How to Prevent Late Payroll Submissions in Future

Here is what we recommend to keep payroll running on time:

  • Use up-to-date payroll software that automates RTI submissions and sends deadline reminders
  • Keep employee records current and update starters, leavers, and pay changes as soon as they happen
  • Reconcile payroll figures before every submission, not after
  • Train your payroll team on HMRC deadlines, RTI requirements, and what to do if something goes wrong
  • Plan for busy periods such as year-end or bonus runs, when errors are more likely
  • Account for bank holidays and processing delays by paying a day early when there is any doubt
  • Monitor HMRC correspondence and act quickly on any reminders or queries

If late payroll keeps coming up, the current setup probably needs a rethink. Outsourcing payroll to a specialist takes the pressure off your team entirely and means submissions go in correctly every time.

Need Help Getting Payroll Back on Track?

Dealing with a late payroll submission can feel stressful, especially when HMRC penalties and employee relations are involved. The good news is that with the right support, most situations can be resolved and prevented from happening again.

At DH Business Support, we offer a fully managed payroll service that takes the pressure off your team. From RTI submissions and PAYE compliance to resolving issues with HMRC, we are here to help. 

Get in touch with our team to find out more.

Frequently Asked Questions

What happens if payroll is submitted late to HMRC?

HMRC can issue monthly late filing penalties ranging from £100 to £400, depending on the number of employees in your PAYE scheme. They can also raise a specified charge based on an estimate of what you owe. Repeated late submissions in the same tax year increase the risk of escalating penalties.

Is there a grace period for late payroll submissions?

HMRC operates a three-day easement, meaning a penalty will not usually be issued if your FPS is filed within three days of the pay date. However, employers who regularly rely on this may still be contacted by HMRC or face penalties.

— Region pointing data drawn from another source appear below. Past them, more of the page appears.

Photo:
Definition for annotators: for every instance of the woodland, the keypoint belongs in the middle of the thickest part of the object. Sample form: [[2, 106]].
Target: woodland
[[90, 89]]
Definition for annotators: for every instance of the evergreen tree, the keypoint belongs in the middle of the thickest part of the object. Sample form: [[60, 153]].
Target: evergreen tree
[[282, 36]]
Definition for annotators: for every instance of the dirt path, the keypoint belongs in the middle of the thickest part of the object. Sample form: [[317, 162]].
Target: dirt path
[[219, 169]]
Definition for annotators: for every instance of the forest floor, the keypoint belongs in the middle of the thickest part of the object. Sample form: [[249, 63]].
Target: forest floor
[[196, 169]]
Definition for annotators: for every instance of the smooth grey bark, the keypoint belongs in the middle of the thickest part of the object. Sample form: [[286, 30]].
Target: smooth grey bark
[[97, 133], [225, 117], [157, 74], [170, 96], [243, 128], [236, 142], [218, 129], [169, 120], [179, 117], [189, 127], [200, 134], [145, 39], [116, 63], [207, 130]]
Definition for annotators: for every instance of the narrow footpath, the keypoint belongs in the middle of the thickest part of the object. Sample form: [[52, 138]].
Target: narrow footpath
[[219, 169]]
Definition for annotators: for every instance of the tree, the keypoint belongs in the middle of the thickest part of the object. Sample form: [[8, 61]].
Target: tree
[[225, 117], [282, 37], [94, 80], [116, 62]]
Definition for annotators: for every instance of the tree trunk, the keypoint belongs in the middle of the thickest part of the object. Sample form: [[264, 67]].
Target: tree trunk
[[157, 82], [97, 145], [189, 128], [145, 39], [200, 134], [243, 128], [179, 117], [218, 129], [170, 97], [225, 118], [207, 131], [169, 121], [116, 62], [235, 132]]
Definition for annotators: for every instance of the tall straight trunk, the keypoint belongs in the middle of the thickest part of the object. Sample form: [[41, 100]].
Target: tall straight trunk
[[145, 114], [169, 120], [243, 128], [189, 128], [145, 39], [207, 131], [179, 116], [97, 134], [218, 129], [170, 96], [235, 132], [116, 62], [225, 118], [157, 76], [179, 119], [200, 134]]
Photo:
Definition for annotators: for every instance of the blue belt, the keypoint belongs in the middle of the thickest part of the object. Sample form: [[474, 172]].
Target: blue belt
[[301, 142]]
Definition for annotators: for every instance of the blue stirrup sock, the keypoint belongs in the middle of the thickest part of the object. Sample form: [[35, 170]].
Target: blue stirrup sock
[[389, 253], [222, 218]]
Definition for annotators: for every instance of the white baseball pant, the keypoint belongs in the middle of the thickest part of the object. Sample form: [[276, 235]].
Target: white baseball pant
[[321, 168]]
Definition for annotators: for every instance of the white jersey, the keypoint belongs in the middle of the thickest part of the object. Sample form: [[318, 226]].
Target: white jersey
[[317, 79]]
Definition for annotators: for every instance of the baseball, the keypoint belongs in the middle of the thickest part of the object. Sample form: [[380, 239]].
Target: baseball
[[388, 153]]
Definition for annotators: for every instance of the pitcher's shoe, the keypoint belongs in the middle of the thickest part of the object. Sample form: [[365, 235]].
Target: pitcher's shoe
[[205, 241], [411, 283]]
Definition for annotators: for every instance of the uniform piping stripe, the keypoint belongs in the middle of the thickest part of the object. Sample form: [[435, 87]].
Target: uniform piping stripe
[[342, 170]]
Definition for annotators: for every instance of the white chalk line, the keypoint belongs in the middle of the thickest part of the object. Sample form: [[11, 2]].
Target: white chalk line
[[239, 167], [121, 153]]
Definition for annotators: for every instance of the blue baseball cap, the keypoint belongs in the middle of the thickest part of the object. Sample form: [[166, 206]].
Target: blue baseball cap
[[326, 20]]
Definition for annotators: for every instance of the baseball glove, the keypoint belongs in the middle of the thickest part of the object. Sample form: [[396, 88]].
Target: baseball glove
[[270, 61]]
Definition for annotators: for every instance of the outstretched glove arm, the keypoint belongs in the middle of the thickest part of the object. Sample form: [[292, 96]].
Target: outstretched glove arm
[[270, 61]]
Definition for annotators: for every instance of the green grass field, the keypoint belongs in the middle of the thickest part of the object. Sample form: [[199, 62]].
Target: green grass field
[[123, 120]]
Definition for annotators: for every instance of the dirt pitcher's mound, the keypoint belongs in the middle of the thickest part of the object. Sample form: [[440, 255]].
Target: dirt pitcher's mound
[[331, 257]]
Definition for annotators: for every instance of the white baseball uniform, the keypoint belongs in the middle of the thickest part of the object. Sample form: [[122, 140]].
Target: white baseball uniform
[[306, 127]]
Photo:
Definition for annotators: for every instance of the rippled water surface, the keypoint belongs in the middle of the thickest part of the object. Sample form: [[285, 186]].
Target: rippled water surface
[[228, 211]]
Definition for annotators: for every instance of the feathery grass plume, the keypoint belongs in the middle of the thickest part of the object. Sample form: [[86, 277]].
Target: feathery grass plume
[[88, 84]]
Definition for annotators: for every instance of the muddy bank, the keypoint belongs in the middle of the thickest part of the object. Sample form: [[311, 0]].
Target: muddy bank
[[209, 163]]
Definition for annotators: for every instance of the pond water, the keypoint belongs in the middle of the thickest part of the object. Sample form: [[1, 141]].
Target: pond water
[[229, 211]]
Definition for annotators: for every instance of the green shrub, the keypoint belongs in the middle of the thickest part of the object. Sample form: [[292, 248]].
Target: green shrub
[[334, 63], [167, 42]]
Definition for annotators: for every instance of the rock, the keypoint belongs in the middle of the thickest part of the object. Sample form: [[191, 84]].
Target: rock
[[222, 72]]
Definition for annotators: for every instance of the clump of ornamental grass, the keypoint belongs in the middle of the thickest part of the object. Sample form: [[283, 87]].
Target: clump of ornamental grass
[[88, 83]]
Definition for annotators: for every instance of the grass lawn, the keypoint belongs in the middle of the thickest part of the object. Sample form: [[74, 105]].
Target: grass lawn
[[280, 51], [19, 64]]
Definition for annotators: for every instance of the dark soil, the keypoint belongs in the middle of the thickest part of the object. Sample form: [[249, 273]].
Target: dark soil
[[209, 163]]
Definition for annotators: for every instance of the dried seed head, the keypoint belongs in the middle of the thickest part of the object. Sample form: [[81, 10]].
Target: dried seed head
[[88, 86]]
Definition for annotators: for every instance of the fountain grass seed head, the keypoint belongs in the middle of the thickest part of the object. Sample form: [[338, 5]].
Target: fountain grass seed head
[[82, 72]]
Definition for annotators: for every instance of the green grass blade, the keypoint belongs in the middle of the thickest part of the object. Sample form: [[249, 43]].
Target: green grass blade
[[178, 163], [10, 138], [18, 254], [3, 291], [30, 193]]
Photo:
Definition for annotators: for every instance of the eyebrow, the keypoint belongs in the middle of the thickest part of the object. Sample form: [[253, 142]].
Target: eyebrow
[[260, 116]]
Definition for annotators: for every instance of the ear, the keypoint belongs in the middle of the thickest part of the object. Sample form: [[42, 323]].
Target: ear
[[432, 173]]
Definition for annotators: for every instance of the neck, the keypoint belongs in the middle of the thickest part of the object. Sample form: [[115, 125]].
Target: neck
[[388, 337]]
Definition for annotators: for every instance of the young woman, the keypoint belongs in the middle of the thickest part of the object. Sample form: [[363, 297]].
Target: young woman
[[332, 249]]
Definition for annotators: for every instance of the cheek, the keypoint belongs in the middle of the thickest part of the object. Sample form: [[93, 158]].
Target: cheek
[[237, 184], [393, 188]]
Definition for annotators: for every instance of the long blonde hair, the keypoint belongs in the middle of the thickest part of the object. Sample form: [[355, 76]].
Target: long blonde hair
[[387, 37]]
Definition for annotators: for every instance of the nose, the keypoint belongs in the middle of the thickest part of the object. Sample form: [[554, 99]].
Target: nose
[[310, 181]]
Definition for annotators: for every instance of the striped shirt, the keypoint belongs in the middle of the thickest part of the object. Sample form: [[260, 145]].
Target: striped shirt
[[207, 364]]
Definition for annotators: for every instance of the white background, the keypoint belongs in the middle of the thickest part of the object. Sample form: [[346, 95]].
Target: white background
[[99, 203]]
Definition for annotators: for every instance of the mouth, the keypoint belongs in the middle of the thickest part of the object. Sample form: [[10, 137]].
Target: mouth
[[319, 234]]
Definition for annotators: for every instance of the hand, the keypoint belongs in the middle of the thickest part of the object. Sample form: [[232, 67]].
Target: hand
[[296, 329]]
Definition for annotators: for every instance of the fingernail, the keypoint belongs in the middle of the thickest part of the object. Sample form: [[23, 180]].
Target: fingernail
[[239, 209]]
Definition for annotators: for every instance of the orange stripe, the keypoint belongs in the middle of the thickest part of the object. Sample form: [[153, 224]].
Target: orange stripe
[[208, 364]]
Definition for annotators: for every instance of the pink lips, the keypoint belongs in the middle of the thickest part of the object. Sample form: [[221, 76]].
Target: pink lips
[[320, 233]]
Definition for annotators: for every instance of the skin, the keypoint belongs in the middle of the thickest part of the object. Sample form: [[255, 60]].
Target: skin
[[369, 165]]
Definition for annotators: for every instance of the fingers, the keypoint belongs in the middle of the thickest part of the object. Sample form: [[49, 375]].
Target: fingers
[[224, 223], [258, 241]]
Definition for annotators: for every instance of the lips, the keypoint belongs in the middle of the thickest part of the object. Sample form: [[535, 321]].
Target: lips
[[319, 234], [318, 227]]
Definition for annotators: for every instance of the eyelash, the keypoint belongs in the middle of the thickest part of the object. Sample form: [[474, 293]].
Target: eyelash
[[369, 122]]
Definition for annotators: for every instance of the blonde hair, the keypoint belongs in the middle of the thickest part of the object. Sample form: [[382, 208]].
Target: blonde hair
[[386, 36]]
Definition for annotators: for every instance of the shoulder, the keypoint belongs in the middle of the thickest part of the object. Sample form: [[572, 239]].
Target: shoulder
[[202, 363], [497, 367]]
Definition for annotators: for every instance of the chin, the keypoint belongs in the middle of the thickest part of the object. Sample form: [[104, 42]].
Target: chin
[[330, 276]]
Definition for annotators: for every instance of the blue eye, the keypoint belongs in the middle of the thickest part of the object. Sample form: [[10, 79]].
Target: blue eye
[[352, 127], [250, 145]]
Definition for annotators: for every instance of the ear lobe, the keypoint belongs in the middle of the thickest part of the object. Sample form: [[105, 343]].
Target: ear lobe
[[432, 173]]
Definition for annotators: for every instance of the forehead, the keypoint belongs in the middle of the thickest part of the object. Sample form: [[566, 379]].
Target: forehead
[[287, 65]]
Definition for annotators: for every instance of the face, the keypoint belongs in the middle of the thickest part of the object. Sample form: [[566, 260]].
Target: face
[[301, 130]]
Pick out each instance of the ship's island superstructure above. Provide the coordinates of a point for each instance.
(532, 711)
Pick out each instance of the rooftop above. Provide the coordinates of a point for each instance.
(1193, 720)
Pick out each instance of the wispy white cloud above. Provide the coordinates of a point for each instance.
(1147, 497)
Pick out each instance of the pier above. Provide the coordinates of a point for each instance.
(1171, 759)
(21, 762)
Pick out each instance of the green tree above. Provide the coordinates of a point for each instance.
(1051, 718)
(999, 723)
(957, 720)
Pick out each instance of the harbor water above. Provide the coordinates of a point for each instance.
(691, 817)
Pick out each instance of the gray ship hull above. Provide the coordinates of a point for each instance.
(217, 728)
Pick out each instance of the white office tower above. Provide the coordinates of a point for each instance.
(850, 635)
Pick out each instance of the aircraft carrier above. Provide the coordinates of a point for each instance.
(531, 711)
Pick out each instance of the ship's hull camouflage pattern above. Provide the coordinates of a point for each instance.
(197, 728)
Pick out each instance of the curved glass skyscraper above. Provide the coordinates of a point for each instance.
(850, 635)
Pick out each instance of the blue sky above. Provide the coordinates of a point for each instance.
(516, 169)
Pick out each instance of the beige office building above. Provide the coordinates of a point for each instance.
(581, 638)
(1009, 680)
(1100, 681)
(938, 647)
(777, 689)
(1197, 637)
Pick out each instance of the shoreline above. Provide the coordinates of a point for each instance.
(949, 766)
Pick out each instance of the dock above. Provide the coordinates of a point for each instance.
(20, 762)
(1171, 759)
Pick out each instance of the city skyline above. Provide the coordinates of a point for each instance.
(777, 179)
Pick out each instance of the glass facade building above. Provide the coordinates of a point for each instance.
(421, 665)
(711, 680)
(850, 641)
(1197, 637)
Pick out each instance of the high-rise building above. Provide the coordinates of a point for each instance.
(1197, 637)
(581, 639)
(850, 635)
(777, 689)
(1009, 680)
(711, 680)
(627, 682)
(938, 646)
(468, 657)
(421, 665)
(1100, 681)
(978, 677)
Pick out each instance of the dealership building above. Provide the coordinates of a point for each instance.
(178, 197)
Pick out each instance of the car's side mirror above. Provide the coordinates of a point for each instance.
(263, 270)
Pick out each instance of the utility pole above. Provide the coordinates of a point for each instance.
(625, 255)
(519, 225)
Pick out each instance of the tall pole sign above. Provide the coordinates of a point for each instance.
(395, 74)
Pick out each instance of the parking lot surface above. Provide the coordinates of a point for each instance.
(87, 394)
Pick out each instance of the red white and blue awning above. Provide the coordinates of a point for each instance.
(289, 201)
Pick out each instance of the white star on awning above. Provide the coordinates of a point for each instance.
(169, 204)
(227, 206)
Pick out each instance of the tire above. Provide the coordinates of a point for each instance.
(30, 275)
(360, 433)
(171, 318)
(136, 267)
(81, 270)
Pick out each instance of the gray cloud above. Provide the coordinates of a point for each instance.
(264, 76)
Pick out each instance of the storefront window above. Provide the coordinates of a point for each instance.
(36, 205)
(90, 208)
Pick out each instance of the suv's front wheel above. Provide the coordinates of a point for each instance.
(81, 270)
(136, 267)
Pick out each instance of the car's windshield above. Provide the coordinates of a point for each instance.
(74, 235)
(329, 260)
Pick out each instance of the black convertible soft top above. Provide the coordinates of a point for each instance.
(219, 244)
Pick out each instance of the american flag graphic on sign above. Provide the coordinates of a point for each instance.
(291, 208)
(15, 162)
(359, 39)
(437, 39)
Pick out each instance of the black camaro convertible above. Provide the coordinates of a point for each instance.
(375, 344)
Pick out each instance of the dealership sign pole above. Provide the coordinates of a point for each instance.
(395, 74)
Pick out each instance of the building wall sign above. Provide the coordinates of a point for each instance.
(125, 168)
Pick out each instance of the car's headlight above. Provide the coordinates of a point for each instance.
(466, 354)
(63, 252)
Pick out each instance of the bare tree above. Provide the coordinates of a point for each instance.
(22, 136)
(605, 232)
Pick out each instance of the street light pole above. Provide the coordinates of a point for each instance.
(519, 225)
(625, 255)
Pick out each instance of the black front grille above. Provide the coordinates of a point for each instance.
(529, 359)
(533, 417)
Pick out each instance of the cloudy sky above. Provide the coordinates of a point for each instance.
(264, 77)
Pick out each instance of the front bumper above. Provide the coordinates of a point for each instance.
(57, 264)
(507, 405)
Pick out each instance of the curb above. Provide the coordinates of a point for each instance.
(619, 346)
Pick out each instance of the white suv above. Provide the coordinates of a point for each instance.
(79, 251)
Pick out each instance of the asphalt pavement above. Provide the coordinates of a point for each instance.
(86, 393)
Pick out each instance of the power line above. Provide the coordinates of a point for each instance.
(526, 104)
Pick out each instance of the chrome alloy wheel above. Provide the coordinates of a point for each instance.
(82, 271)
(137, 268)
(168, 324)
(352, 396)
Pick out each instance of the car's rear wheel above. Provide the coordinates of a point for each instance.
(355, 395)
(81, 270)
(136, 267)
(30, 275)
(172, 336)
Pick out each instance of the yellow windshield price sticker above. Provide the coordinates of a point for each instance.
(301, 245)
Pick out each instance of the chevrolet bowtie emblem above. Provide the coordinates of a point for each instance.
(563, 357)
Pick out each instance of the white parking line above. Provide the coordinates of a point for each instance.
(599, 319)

The safest approach is always to file on or before payday.

What is the penalty for late PAYE payment?

Penalties range from 1% to 4% of the unpaid amount, depending on how many times you have paid late in the current tax year. An additional 5% is charged after six months and again after twelve months if the amount remains unpaid. Daily interest also applies throughout.

Can an employee take legal action if their wages are late?

Yes. Under the Employment Rights Act 1996, employees have a legal right to be paid on their agreed pay date. If an employer fails to do this, employees can raise a formal grievance, seek advice from ACAS, or make a claim to an Employment Tribunal for unlawful deduction of wages.

What should I do if I have submitted payroll late?

File the missing return as soon as possible, contact HMRC proactively, and pay any outstanding amounts promptly to limit penalties and interest. Then review your payroll processes to understand the cause of the delay and put measures in place to prevent it from recurring.

Can HMRC take legal action for unpaid PAYE?

In serious cases, yes. HMRC can escalate to debt collection, make direct recoveries from business bank accounts, and, in extreme circumstances, file a Winding-up Petition under the Insolvency Act 1986, which could force a company into liquidation. Contacting them early is always the better option.

What is a Time to Pay arrangement?

A Time to Pay arrangement is an agreement with HMRC that allows you to pay an outstanding tax debt in instalments over an agreed period. It will not eliminate penalties or interest already applied, but it can help if you are unable to pay the full amount immediately. You need to contact HMRC proactively to discuss this option.